Mario Hambrick, who is also Black, said he experienced something similar when he tried to start his own bail business about 15 years ago. He said Zimmerman, who was a prosecutor in Nashville at the time, called him and his partner “thugs” and “punks.” Hambrick said the attorney also asked both the Tennessee Bureau of Investigation and the FBI to find dirt on them.
“[He] basically called for all these investigations, called for TBI background checks and FBI background checks and basically was upset because he couldn’t find anything on me and my partner’s records,” he said. “So, therefore, he just continued on to searching for whatever he was looking for.”
This isn’t the first time Zimmerman has faced allegations of discrimination.

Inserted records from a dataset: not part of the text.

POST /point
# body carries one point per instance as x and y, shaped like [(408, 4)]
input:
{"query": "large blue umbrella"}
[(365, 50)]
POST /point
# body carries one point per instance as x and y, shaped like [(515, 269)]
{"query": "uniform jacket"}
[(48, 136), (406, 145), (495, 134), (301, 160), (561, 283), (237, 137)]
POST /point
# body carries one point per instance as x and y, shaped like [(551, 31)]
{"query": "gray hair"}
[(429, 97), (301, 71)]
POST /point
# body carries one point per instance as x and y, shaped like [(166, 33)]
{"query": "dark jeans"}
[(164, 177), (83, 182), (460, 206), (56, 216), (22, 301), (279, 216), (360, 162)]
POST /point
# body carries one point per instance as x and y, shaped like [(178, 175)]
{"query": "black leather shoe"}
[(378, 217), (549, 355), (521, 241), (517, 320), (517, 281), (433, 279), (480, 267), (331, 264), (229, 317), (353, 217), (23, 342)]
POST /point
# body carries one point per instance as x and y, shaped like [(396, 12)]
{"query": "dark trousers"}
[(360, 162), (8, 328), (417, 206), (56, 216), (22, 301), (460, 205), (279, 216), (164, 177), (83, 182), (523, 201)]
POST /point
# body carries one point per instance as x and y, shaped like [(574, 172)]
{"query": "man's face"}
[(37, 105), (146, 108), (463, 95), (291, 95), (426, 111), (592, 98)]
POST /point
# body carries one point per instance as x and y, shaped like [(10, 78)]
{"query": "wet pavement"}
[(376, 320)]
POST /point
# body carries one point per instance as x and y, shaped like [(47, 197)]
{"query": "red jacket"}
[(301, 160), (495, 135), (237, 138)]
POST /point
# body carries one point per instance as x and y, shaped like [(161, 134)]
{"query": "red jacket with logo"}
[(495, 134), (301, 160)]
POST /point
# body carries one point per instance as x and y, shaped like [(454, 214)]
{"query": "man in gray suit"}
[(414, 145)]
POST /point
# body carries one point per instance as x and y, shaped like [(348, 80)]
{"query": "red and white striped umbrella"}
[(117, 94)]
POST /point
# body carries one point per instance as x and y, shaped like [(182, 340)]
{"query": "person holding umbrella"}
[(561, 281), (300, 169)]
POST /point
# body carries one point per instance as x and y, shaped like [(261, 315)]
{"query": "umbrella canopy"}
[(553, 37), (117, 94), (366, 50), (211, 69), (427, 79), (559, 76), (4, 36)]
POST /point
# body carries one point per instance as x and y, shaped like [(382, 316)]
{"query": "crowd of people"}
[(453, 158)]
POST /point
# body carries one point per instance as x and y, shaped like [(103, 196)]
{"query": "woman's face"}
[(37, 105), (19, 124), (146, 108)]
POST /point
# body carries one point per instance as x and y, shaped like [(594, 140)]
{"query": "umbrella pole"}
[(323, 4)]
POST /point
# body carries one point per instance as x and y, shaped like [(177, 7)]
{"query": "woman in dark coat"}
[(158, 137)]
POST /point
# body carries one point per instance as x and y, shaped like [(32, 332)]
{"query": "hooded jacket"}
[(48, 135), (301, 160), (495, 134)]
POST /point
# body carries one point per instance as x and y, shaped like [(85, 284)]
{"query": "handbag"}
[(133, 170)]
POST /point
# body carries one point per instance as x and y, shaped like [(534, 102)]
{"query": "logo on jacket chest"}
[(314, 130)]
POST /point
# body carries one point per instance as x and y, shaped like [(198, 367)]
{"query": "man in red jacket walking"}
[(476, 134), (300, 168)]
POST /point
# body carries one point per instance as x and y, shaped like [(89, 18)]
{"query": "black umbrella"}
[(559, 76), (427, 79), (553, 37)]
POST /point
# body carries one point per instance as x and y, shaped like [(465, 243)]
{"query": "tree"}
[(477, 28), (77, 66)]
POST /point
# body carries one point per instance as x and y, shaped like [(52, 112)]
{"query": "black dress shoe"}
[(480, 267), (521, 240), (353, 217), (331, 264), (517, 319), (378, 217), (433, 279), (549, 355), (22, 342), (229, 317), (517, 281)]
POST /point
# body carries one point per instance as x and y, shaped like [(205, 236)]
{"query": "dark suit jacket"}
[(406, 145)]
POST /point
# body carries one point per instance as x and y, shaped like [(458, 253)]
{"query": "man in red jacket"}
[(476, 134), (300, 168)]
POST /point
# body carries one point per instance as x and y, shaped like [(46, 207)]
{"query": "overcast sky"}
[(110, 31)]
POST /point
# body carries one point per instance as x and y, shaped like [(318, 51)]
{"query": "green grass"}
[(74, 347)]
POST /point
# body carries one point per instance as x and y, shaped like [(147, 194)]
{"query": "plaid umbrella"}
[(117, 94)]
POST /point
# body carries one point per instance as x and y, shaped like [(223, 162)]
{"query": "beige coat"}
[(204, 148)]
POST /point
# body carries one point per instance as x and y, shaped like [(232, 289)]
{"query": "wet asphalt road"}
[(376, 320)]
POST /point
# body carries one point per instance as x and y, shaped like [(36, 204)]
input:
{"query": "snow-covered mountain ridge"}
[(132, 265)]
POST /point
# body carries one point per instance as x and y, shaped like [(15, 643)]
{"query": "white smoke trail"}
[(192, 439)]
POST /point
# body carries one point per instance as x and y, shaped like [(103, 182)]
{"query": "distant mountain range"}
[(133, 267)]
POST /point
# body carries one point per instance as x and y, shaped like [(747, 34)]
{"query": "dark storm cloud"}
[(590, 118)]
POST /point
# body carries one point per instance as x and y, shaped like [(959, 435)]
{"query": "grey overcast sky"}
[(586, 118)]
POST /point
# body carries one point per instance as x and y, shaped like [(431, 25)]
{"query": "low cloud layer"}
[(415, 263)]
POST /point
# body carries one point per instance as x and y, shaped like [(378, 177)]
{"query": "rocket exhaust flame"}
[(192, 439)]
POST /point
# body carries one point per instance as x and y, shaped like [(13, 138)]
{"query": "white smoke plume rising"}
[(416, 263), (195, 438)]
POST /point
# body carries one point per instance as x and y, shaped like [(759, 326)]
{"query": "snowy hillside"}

Earlier this year, more than a dozen businesses settled a lawsuit against him and other county officials for $1.3 million, according to The Daily New Journal. The owners, many of whom are Egyptian, said they were wrongfully arrested for selling CBD products, which are legal in the state.
WSMV has also uncovered that several prosecutors, including Davidson County District Attorney Glenn Funk, filed complaints against Zimmerman in 2015 for allegedly making racist comments during a conference.
In a letter, Funk said the prosecutor made “insulting comments” that “encouraged unethical and illegal conduct,” during a presentation about jury selection. Zimmerman, he wrote, told the audience that when he worked in Nashville he used to strike jurors from an affluent ZIP code if cases “involved people from the ‘inner city’ because ‘in Nashville, rich people don’t care about what happens in East Nashville.’ ” Other prosecutors at the conference reportedly accused Zimmerman of saying that “Blacks hate Mexicans.”
And just last week, a Nashville judge threw out a death sentence from a case he prosecuted in the 1980s. Abu-Ali Abdur’Rahman’s attorneys had challenged the outcome of his trial, because they said Zimmerman illegally struck Black people from their Black client’s jury.
Now, Crump, who has represented the families of George Floyd, Michael Brown and multiple other people shot and killed by police, wants the DOJ to open a pattern-or-practice investigation into Zimmerman’s behavior.
Those federal probes typically target discrimination within police departments, not district attorney’s offices. The federal government created a law to allow such investigations in the 1990s, after police beat Rodney King in Los Angeles. However, the statute also allows the DOJ to investigate other law enforcement officials, including prosecutors.
The Rutherford County DA’s office declined to comment on the allegations from Free At Last Bail Bonding Company because their business application is still pending in court. In the district attorney’s objection to their petition to operate in Rutherford County, Zimmerman wrote that it is “not a trustworthy or reliable company” and accused the business of “flagrantly violating the rules for operating” elsewhere in the state.